A handful of little-known infrastructure startups are solving the Pentagon's biggest AI problem: how to use powerful language models without leaking classified secrets to the wrong people.
When Anthropic clashed publicly with the Pentagon earlier this year over ethical red lines around domestic surveillance and autonomous weapons, the fallout was swift. Federal agencies and contractors were temporarily barred from working with the company, and the dispute landed in court. But while that standoff grabbed headlines, a quieter and arguably more consequential arms race has been unfolding behind locked doors. A small cadre of AI infrastructure companies is building the secure architecture that allows U.S. defense and intelligence agencies to actually use artificial intelligence on their most sensitive data.
The core challenge is one that any business leader managing proprietary information will recognize, just with lower stakes.
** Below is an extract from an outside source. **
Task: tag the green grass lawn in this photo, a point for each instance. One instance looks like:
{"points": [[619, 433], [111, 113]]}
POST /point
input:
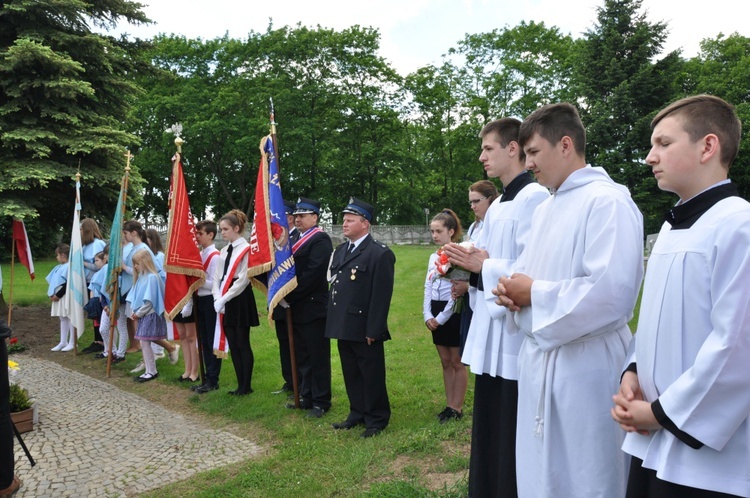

Train a large language model on your law firm's case files, your biotech startup's trial data, or your investment bank's due diligence memos, and it becomes a remarkably powerful assistant. Let the wrong person query that model, and it becomes a catastrophic leak. As the Financial Times recently noted, this tension between utility and exposure is the central unresolved tension in enterprise AI adoption. For the CIA and the Department of Defense, the consequences of getting it wrong are measured in compromised operations and human lives, not just competitive disadvantage.
The pick-and-shovel companies stepping into this breach receive a fraction of the media attention directed at names like OpenAI, Google, or xAI. But their work is foundational. Nicolas Chaillan, who founded one such platform called Ask Sage, estimates the secure AI infrastructure market currently sits at roughly $2 billion and is expanding rapidly as defense teams demand tools that work inside existing security perimeters. What these firms provide is essentially the digital equivalent of hardened facilities. Consider the runway and communication systems that allow advanced military aircraft to operate safely. The large language model is the jet. The infrastructure is everything that makes it usable without crashing.
Until Anthropic's recent legal battle disrupted the arrangement, its Claude model was one of only a handful of LLMs approved for use on the Defense Department's classified networks. That access was made possible not by Anthropic alone, but through a 2024 partnership with Palantir and Amazon Web Services, which provided the secure cloud hosting and software platforms. The architecture ensured that model inference happened entirely inside government-controlled environments, with no data flowing back to the AI developer. This air-gapped or tightly controlled deployment approach is what the intelligence community requires before trusting any commercial model with classified material.
Emily Harding, a former CIA analyst now at the Center for Strategic and International Studies, frames the problem as a difficult balance. Feed a model enough data and it knows too much. Withhold enough data and it cannot do its job. This same dilemma is already confronting thousands of businesses worldwide. Any company sitting on a trove of confidential information must weigh the productivity gains of a custom-trained AI against the existential risk that the model itself becomes a single point of failure. Intelligence agencies simply face this calculus in its most extreme form, where compartmentalization of information is doctrine and breaches can cost lives.
The market opportunity here extends well beyond Washington. As large enterprises in healthcare, finance, and manufacturing accelerate their AI strategies, the demand for infrastructure that keeps proprietary data shielded from model training pipelines is surging. Companies like Chaillan's, alongside firms building private inference servers and encrypted model deployment tools, are positioning themselves as the essential middleware of the AI economy. Goldman Sachs estimates global AI infrastructure spending will exceed $150 billion annually within two years, and secure deployment layers will capture a meaningful share of that.
The Anthropic-Pentagon dispute also signals a broader tension the industry has barely begun to reckon with. AI companies built their commercial dominance serving consumer and enterprise markets where ethical boundaries are relatively flexible. Defense work demands far more rigid frameworks, and not every lab is willing to navigate that terrain. Those that refuse will leave money and influence on the table. Those that engage will face difficult questions about where their technology ends up and what it enables. Meanwhile, the infrastructure builders stay focused on a more practical mission: making sure the pipes are secure enough that the intelligence community can turn on the tap without flooding its own basement.